The outlawed Kurdistan Workers’ Party, or PKK, claimed responsibi­lity for Sunday’s attack outside the Interior Ministry in Ankara in which one attacker blew himself up and another would-be bomber was killed in a shootout with police. Two police were wounded in the attack.

The Turkish jets targeted 22 suspected PKK positions in northern Iraq on Wednesday, destroying caves, shelters and depots used by the militants, the Turkish defense ministry said. The PKK maintains bases in the region, where its leadership has a foothold.

It was the Turkish air force’s third airstrike against suspected Kurdish militant sites in northern Iraq following the attack, which came as parliament prepared to reopen after a long summer recess. Meanwhile, dozens of people suspected of links to the PKK have been detained in a series of raids across Turkey.

Ankara said a large number of PKK militants were “neutralize­d” in the strikes.

There was no immediate comment from Kurdish officials in Iraq.

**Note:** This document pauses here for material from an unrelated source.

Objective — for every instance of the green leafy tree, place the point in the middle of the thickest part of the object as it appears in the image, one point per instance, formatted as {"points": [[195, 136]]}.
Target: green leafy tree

Foreign Minister Hakan Fidan told a news conference that Turkish intelligen­ce officials have establishe­d that the two assailants arrived from Syria, where they had been trained. He said Turkey would now target facilities in Syria and Iraq belonging to the PKK, or its affiliated Kurdish militia group in Syria, which is known as People’s Defense Units, or YPG.

A Syrian Kurdish commander denied on Wednesday that the Ankara attackers were trained in Syria or crossed into Turkey from Syria.